To Mayence the Empress Maria Louisa came, to spend a few days pending the peace negotiations. If Napoleon cherished the belief that her presence would have any bearing upon her father’s policy, the illusion soon vanished. Austrian diplomats were already saying, “Politics made the marriage; politics can unmake it.”

So confident was Austria that the Congress at Prague would accomplish nothing, that she had drawn up her declaration of war and held it ready, as the last day of the truce wore on toward midnight. At the stroke of the clock, the paper was delivered for publication, and the war signals were lit along the Bohemian mountains. When Napoleon’s courier arrived, a few hours later, bringing to the French envoys authority to sign the terms demanded, the Allies declined to consider the matter at all. It was too late. Technically they were acting within their rights; but if we really wish to know the truth about the negotiations, the conduct of those diplomats, watching the midnight clock, sending out midnight declarations of war, and lighting midnight fires to proclaim the failure of the Congress, belongs to the class of actions which speaks louder than words. If their real purpose had been to stop the shedding of blood and to liberate Europe from Napoleon’s “cruel yoke,” they would never have made so great a difference between midnight of the 10th and early morning of the 11th. Nothing was to be gained by such extreme rigor, beyond the ending of the Congress; for, by the terms of the treaty, six days’ notice was necessary before the resumption of hostilities.

Says Metternich: “As the clock struck twelve on the night of August 10, I despatched the declaration of war. Then I had the beacons lighted which had been prepared from Prague to the Silesian frontier, as a sign of the breach of the negotiations.”

* * * * *

Pasquier relates an interesting story which he had from Daru.

One day toward the end of July, Sébastiani, a Corsican, and a life-long friend of Napoleon, came to make a report, and was asked by the Emperor what was being said about the military situation. Sébastiani replied that the current opinion was that Austria would join the Allies, in which event Dresden could no longer be made the central point of the French line of defence.
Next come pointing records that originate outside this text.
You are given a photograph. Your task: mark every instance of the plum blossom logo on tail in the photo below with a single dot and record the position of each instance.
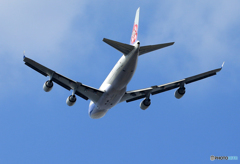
(134, 33)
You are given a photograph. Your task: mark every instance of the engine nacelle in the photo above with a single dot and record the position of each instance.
(145, 104)
(47, 86)
(180, 92)
(71, 100)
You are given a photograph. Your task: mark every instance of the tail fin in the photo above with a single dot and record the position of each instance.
(135, 28)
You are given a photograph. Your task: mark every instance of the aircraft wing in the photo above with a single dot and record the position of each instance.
(142, 93)
(82, 90)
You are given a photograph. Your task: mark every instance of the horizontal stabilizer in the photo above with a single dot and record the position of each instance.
(122, 47)
(146, 49)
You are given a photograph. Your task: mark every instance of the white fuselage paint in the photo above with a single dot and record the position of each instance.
(115, 84)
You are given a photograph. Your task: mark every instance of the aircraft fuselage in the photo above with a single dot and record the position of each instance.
(115, 84)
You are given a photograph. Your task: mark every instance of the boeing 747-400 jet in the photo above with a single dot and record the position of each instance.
(113, 89)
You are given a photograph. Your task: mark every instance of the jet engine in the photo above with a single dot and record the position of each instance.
(47, 86)
(145, 104)
(180, 92)
(71, 100)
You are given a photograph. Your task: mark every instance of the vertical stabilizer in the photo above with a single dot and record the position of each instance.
(135, 28)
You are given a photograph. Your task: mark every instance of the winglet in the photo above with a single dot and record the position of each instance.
(135, 28)
(24, 55)
(223, 64)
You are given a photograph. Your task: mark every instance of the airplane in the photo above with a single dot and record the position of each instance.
(113, 89)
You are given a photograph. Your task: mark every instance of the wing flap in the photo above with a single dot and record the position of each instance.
(82, 90)
(142, 93)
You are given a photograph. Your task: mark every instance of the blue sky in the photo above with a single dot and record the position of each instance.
(66, 36)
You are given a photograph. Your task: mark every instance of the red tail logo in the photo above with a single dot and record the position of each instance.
(134, 33)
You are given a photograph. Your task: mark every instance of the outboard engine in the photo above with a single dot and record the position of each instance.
(180, 92)
(47, 86)
(145, 103)
(71, 100)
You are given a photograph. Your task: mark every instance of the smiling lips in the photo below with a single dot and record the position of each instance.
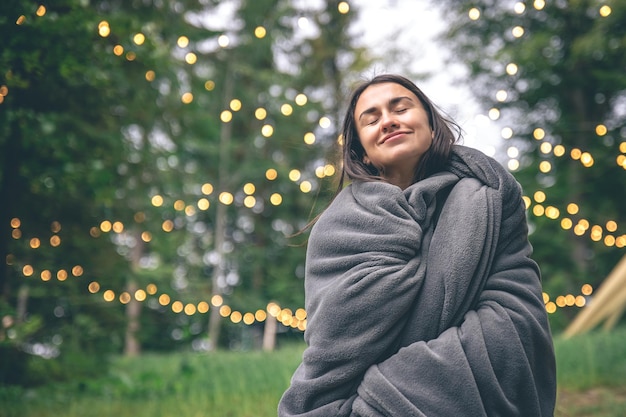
(392, 136)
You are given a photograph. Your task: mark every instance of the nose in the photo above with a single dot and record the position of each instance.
(388, 122)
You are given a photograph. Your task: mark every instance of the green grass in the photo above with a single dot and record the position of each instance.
(591, 374)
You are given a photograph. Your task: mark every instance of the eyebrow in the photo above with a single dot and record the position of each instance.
(391, 103)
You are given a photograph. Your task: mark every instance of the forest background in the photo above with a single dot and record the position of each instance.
(157, 157)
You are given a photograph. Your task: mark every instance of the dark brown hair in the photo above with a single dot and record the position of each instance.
(446, 133)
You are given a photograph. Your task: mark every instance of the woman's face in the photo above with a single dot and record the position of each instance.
(393, 129)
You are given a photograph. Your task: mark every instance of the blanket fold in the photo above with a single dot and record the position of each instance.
(425, 302)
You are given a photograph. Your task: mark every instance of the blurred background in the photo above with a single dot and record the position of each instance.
(159, 157)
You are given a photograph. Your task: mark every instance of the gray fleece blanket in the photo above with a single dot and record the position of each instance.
(425, 302)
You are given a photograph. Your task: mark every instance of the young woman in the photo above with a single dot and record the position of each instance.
(421, 295)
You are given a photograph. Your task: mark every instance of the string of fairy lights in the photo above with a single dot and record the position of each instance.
(607, 233)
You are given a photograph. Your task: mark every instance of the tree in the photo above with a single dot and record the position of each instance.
(552, 74)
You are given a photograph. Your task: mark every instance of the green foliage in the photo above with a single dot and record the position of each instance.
(564, 75)
(219, 384)
(251, 383)
(93, 124)
(590, 360)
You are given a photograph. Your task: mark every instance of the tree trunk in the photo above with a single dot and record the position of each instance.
(8, 191)
(221, 214)
(132, 346)
(269, 333)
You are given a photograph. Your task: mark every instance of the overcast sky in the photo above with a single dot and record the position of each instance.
(412, 26)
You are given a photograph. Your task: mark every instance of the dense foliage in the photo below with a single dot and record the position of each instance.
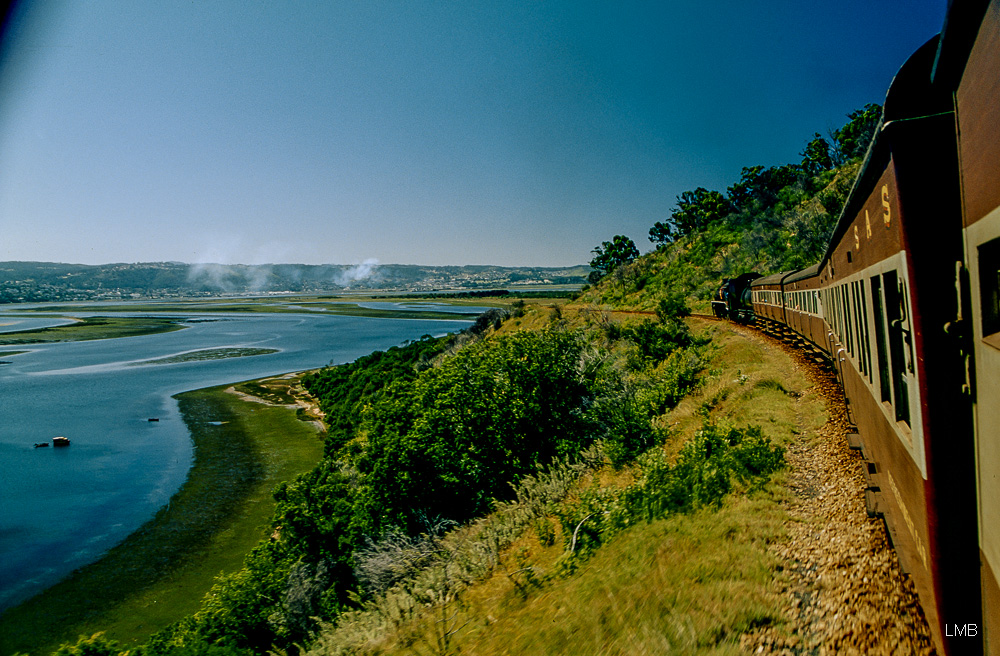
(436, 432)
(341, 389)
(774, 218)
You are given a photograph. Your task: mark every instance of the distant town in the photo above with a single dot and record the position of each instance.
(39, 282)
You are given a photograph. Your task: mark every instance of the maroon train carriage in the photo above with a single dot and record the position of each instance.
(769, 302)
(907, 301)
(802, 307)
(969, 65)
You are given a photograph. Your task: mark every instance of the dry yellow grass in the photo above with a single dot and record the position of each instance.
(688, 584)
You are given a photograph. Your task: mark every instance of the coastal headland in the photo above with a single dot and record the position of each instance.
(244, 446)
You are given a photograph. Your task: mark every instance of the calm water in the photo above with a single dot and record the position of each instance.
(62, 508)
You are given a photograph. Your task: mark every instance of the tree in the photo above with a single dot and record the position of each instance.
(662, 233)
(698, 209)
(852, 140)
(758, 187)
(816, 157)
(612, 254)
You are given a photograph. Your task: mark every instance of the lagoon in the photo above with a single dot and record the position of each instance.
(62, 508)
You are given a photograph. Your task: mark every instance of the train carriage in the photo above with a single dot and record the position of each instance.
(768, 300)
(802, 306)
(969, 63)
(906, 301)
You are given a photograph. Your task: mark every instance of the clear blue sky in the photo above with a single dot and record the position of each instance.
(503, 132)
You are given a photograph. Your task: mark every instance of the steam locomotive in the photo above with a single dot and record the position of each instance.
(906, 304)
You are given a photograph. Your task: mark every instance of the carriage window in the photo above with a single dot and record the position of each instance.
(867, 349)
(880, 353)
(989, 286)
(894, 318)
(859, 322)
(848, 317)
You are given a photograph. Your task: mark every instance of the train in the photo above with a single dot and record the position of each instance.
(905, 304)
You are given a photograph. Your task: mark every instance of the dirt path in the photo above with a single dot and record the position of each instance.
(842, 582)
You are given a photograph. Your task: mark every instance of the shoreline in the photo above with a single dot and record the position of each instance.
(243, 447)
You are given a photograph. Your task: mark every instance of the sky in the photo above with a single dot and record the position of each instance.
(514, 133)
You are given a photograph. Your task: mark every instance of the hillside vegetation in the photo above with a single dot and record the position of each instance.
(560, 478)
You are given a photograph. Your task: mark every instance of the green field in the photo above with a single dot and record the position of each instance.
(160, 573)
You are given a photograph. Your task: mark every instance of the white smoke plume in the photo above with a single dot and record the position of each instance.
(358, 272)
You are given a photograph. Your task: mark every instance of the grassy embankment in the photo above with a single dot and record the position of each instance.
(160, 573)
(687, 583)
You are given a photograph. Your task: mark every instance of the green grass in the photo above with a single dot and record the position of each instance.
(161, 572)
(686, 584)
(94, 328)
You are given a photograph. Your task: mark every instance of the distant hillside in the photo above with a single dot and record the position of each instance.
(22, 282)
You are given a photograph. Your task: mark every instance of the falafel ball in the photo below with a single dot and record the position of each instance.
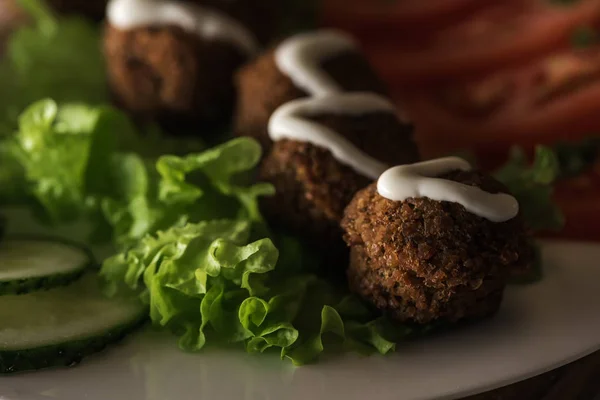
(313, 187)
(421, 260)
(262, 86)
(11, 17)
(178, 71)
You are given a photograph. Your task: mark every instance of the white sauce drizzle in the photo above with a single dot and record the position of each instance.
(206, 23)
(289, 122)
(300, 56)
(419, 180)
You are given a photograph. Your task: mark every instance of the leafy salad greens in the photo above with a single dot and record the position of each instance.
(189, 233)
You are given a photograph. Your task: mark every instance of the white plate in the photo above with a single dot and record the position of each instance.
(540, 327)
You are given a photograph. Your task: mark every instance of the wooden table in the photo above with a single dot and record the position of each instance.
(577, 381)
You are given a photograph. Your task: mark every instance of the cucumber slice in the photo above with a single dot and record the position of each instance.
(28, 264)
(61, 326)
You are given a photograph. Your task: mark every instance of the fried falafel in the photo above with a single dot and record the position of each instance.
(314, 183)
(173, 61)
(422, 260)
(276, 78)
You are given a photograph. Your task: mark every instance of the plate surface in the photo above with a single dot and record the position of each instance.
(540, 327)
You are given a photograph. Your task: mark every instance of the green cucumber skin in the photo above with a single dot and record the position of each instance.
(2, 226)
(65, 354)
(28, 285)
(24, 286)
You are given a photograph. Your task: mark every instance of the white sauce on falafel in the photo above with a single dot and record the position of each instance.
(290, 122)
(420, 180)
(300, 58)
(204, 22)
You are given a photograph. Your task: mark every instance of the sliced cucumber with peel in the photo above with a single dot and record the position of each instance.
(60, 326)
(29, 264)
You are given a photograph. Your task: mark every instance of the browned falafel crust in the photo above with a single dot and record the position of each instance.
(262, 88)
(422, 260)
(171, 76)
(313, 187)
(11, 17)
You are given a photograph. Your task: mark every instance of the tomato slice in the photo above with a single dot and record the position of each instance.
(504, 34)
(555, 98)
(579, 200)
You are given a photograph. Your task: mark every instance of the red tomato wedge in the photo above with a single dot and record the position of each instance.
(503, 34)
(556, 98)
(579, 200)
(372, 13)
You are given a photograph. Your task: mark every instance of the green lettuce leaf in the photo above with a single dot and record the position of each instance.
(533, 186)
(57, 58)
(74, 161)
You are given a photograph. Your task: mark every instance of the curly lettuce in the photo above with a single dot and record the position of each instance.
(533, 186)
(40, 63)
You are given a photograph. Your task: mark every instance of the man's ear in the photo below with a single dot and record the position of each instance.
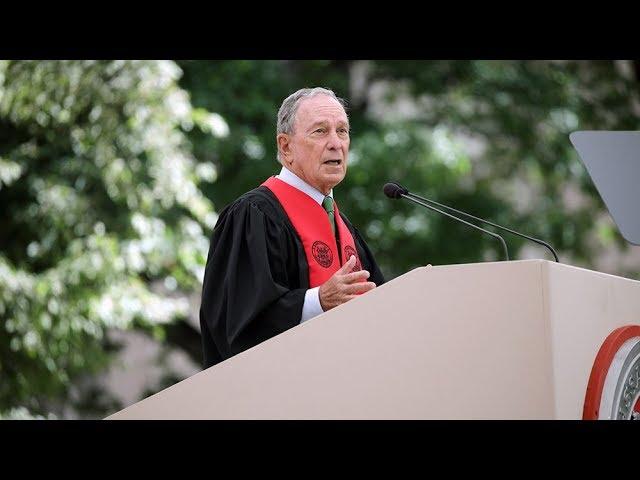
(284, 146)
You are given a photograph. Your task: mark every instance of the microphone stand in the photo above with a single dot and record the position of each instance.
(504, 245)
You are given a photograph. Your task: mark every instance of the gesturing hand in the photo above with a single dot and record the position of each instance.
(343, 286)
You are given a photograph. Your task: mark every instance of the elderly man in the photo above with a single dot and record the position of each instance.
(283, 252)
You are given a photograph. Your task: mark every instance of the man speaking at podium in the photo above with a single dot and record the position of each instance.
(283, 252)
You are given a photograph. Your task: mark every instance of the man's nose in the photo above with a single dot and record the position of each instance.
(334, 141)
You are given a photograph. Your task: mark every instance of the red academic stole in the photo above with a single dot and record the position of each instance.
(312, 225)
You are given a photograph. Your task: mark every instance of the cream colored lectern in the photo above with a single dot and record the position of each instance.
(503, 340)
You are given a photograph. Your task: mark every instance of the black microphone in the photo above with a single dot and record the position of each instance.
(394, 190)
(451, 209)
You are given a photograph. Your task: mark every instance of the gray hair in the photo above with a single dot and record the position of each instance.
(289, 108)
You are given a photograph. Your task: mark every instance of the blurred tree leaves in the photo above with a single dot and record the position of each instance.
(100, 198)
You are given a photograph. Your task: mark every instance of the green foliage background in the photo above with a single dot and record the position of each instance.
(111, 174)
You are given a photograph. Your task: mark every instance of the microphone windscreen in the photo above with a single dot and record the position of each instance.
(393, 190)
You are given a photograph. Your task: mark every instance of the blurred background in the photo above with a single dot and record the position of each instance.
(112, 174)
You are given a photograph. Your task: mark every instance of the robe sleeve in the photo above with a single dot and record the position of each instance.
(368, 261)
(247, 295)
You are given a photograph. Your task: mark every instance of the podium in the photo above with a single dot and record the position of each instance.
(500, 340)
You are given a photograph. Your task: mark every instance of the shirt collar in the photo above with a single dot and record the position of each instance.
(287, 176)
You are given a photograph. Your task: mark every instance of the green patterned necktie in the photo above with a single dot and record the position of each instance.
(327, 204)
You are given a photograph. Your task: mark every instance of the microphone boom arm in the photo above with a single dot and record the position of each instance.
(536, 240)
(504, 245)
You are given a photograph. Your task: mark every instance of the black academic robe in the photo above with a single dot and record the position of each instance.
(257, 275)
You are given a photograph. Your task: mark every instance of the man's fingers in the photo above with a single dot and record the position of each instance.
(356, 276)
(347, 267)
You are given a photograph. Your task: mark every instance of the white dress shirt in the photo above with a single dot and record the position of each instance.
(311, 307)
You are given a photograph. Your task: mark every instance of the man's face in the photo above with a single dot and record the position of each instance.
(317, 150)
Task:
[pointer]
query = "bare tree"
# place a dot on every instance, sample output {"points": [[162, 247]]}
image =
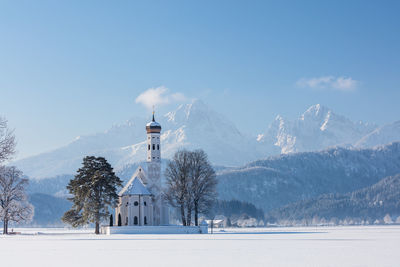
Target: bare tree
{"points": [[7, 141], [203, 183], [191, 184], [14, 206], [177, 182]]}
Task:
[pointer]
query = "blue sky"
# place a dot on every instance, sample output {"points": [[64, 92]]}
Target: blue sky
{"points": [[76, 67]]}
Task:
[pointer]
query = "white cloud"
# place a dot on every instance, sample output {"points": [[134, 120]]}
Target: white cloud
{"points": [[329, 82], [158, 96]]}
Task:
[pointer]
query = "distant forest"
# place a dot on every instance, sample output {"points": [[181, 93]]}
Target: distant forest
{"points": [[376, 204]]}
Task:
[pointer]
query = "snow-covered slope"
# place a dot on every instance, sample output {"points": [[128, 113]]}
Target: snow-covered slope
{"points": [[190, 126], [195, 125], [280, 180], [317, 128]]}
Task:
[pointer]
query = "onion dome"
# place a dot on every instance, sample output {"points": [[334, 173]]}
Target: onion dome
{"points": [[153, 126]]}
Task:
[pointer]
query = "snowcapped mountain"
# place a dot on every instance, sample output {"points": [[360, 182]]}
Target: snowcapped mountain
{"points": [[315, 129], [280, 180], [190, 126], [195, 125]]}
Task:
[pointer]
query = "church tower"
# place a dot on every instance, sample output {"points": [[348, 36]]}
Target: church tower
{"points": [[153, 130]]}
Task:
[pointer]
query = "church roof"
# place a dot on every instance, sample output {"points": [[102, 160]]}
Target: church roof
{"points": [[136, 188], [135, 185], [153, 126]]}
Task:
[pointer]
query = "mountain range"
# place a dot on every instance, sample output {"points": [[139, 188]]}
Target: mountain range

“You are all right,” said Napoleon, “and my mind is made up. I am going to return to the banks of the Saale; I will gather there some three hundred thousand men, and, with my rear resting on Mayence, my right flank covered by the extremity of the mountains of Bohemia, I will show the enemy the bull’s horns. He will seek to manœuvre under my eyes; no sooner has he committed his first mistake than I will fall upon him, crush him, and the coalition will vanish more quickly than it appeared.”

Daru was sent for and told to go at once and prepare the necessary orders for this retrograde movement. As Daru was leaving the room, Bassano entered, and the Emperor put to him the usual question, “What is being said?” Bassano replied that certain persons who pretended to know everything were speaking of a backward movement, saying: “That your Majesty cannot remain here. They forget that the great Frederick, with forces vastly inferior to your own, held out all winter in the same position against the combined armies of Austria and Russia.”

This comparison made so deep an impression upon Napoleon that when Daru returned a few hours later with all the orders he had been told to prepare, he found the Emperor in a pensive mood, and was dismissed with these words, “The matter requires more thought.”

The result of this new meditation was that he persisted in his first system of operations: Dresden remained the central point of his line.